Cuando finalmente llegamos a nuestro destino, una lujosa sala de juegos, el silencio colgaba en el aire. Todos los que estaban sentados se levantaron en presencia de su Don, sorprendidos de verlo acompañado. Ninguno de los hombres siquiera me lanzó miradas discretas, mostrándome el sexismo flagrante en las leyes de ese lugar.
Mientras nos dirigíamos con gracia hacia los invitados, todos besaron su anillo y se dirigieron a él por su título, sin hablarme. Una gran mesa de póker de caoba ocupaba el centro de la sala, rodeada de sillas de cuero ricamente tapizadas. Stefano se dirigió a la cabecera de la mesa y, con un gesto habitual, declaró dónde estaría su asiento. Se sentó y encendió un cigarro cubano, dejando que el aroma del tabaco llenara el aire, mientras yo lo observaba.
—Toma asiento— ordenó, exhalando humo y acercando mi cintura hacia él, dirigiendo su mirada a su propio muslo, mientras los otros jugadores, todos miembros de su famiglia, tomaban asiento alrededor de la mesa.
Tenía experiencia asistiendo a lugares como ese, así que estaba completamente consciente de lo que quería cuando permití que mi cuerpo se acomodara en el regazo de Stefano.
El sonido de las fichas de póker siendo barajadas hábilmente llenaba la sala, cortando el silencio. Stefano exudaba confianza mientras intercambiaba miradas con cada uno de los hombres allí, y a mis ojos, era casi irresistible si no lo conociera.
A medida que se repartían las cartas y se hacían las apuestas iniciales, la atmósfera en la sala se volvía más tensa.
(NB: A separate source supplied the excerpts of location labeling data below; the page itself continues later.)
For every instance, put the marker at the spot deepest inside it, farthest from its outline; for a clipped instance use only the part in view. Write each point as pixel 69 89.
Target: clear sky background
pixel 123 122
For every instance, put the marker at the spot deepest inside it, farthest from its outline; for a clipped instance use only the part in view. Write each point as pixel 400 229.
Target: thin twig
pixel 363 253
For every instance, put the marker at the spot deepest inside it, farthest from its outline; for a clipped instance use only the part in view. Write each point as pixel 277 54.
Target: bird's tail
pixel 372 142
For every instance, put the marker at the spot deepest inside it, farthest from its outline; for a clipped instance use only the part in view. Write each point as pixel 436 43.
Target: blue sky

Observaba cada movimiento, aunque parecía algo distraído, sus ojos constantemente buscando los míos, mientras sonreía discretamente con cada jugada exitosa, especialmente cuando aseguraba la victoria en esa ronda.
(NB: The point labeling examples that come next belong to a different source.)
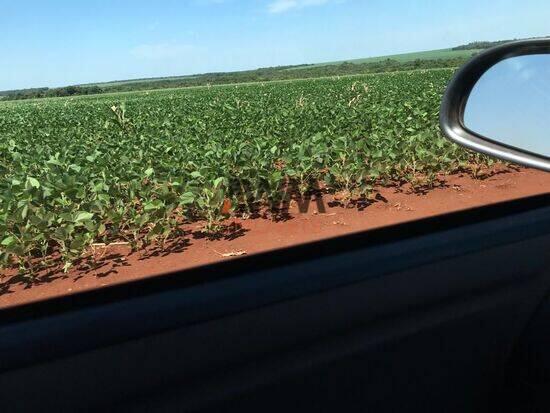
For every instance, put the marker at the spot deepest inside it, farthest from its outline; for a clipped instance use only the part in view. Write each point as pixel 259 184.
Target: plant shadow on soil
pixel 109 263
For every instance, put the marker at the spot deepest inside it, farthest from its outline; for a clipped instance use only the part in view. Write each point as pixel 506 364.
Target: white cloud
pixel 281 6
pixel 162 51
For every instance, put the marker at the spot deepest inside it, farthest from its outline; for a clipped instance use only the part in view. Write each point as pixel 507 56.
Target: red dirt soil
pixel 392 206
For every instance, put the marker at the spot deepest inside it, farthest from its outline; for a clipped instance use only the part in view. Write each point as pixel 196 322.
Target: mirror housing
pixel 459 89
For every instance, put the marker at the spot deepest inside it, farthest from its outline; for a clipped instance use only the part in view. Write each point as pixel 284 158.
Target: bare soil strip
pixel 253 235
—Podría derrotar a cualquiera aquí, Beatrice, espero que lo sepas ahora— susurró, inclinando su barbilla, dejándome saber que el recuerdo de nuestro primer encuentro, cuando lo desafié en el póker, aún resonaba en su mente.
Ambos estábamos enfrascados en un juego silencioso de egos cuando el consigliere del Don, un hombre vestido con un elegante traje, se acercó, besando sus dedos.
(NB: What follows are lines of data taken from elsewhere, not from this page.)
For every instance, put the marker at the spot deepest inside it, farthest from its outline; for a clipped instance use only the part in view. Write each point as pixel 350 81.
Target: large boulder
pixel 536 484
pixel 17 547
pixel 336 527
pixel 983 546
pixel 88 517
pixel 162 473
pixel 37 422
—Don, traje información importante.
—¿Qué es tan urgente que necesitaste interrumpir nuestro juego, amico mio?— La curiosidad teñía su voz mientras permanecía enfocado en mis ojos, consciente de que mi cuerpo respondía al suyo.
El hombre bajó su cuerpo, se acercó y susurró para que nadie más que él pudiera escuchar.
Me sentí hipnotizada por sus ojos cuando pude ver sus iris oscurecerse y sus músculos tensarse, junto con un toque ligeramente más firme en mi barbilla, la ira recorriendo su cuerpo, aunque podía ver que se estaba conteniendo para no lastimarme.
—Mantén un ojo en ella— ordenó a su hombre, con un tono impaciente e irritado.
—No necesito un guardaespaldas; sé cómo cuidarme sola— repliqué, aún enfocada en su mirada, tratando de descifrarla.
Deslizó su mano a mi cuello, lo apretó y me acercó más a él. Tragué saliva con fuerza, sintiendo que el aire se volvía escaso, mi miedo intensificándose.
—La chica va con nosotros, ¿capisce?— Alzó la voz, soltando mi cuerpo abruptamente.